On the price action front silver has formed an inverse Head and Shoulder bullish pattern that might take prices beyond $25 per troy ounce. The reversal support of the pattern is near $23.20 per troy ounce, below which the pattern might negate.
Crude oil prices have remained steady this week as surprise 1 million barrel per day supply cut announced by Saudi was countered by demand concerns. Also, reports from Middle Eastern media that the US and Iran have made some progress on nuclear talks, added to concerns of more supply.
Base metals received some respite as softer inflation and disappointing trade figures from China added to evidence that the world’s second-largest economy cooled further in May, thereby sparking hopes that the People’s Bank of China might need to cut interests’ rate soon to support a sustained economic recovery. On the price action front copper has moved out of falling trend line indicating further bullishness in price. In case of NYMEX Crude oil price is expected to trade between $74 - $67 per barrel.
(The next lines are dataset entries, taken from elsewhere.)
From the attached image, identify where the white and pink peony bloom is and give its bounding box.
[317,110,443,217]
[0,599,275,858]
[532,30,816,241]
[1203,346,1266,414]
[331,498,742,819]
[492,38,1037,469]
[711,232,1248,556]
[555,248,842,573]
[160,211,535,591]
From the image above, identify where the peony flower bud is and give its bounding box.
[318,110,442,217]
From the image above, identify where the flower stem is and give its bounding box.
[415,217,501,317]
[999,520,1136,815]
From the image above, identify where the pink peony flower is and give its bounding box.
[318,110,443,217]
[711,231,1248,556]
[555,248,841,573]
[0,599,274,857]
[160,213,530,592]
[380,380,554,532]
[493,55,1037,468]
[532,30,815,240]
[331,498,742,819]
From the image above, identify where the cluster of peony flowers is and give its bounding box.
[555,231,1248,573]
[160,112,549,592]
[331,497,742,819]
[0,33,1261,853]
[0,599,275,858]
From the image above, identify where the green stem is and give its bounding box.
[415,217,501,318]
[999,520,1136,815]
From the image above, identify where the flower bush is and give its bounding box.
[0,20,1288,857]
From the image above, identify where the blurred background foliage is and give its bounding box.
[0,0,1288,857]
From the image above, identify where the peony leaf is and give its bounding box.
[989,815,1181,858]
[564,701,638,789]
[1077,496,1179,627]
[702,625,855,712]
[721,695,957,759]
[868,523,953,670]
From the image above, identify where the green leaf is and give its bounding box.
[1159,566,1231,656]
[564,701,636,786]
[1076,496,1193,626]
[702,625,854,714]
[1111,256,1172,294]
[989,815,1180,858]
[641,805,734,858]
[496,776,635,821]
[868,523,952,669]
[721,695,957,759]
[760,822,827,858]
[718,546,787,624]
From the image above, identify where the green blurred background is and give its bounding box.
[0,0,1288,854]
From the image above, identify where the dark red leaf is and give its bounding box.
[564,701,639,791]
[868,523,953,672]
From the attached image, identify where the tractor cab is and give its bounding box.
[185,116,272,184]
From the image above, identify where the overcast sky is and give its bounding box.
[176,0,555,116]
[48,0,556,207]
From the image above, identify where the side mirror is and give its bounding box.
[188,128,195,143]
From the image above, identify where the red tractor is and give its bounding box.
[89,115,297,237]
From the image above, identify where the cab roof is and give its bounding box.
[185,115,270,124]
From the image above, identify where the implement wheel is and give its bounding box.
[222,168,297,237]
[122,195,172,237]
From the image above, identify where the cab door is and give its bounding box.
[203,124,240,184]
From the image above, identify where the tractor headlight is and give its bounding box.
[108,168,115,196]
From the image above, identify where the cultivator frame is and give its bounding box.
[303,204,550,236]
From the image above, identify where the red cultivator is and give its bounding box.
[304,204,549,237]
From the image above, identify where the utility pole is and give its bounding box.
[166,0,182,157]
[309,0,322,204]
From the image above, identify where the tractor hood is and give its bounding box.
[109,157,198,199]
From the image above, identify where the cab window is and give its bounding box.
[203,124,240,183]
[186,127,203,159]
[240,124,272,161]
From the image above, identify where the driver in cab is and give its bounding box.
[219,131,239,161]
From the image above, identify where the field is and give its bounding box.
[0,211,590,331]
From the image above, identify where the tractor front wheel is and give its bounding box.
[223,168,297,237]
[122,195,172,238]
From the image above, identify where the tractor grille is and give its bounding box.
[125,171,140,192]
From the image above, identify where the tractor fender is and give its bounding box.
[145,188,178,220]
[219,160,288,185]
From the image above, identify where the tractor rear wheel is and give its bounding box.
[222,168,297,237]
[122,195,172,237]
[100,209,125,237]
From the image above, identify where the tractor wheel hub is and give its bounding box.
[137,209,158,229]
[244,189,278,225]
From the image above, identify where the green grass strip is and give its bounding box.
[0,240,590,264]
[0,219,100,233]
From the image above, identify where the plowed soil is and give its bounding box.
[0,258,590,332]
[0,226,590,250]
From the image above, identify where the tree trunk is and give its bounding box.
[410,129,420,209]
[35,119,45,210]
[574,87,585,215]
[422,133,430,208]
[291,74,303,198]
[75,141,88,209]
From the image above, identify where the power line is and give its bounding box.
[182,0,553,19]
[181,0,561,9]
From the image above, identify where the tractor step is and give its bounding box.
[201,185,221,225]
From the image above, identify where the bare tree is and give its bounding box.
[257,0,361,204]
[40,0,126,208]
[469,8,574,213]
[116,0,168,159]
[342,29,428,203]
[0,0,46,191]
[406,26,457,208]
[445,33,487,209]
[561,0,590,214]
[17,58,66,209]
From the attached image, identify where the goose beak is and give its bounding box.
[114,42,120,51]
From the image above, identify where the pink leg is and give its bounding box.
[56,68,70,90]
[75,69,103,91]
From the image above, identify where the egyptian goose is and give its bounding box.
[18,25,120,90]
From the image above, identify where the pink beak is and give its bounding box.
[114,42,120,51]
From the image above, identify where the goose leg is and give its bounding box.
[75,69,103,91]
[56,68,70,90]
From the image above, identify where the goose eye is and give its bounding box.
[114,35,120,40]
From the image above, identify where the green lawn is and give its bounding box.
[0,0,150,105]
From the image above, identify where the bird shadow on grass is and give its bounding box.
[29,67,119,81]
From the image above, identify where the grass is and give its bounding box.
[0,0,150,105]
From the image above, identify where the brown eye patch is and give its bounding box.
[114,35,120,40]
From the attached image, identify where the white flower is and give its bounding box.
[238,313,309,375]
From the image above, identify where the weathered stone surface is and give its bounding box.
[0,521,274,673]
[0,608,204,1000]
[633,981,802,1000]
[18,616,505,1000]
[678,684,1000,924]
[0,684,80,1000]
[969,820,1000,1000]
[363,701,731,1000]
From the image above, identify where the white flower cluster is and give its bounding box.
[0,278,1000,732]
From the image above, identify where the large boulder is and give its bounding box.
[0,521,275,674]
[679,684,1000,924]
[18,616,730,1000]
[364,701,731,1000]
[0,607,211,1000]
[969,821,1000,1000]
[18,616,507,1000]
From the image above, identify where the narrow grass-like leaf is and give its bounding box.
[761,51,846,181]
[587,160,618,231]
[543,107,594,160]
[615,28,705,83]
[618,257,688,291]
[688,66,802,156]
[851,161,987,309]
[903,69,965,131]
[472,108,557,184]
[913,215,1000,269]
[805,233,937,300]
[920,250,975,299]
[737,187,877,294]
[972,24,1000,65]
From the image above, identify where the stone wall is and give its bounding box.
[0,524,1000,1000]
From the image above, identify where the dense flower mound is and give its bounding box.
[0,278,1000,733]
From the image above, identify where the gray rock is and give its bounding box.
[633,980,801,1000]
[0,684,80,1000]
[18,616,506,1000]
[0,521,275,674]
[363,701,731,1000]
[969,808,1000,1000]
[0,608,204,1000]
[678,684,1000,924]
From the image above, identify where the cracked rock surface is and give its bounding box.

Only a sustained break on either side might give a direction to price.
As of now, markets have largely priced in a pause for the upcoming June FOMC meeting. Additionally, worsening economic data prints from the US may limit scope for policy tightening in the coming months. Besides, prospects of more rate hikes by the ECB and Bank of England may keep dollar under pressure.
However, a recovery in greenback cannot be ruled out if the US CPI and retail sales post a surprise upside as it may lead to higher odds for rate hikes in the subsequent FOMC meetings. Crucial economic indicators from China will be cautiously awaited, any deterioration in activity in May will only add to calls from the industry to aid economic recovery.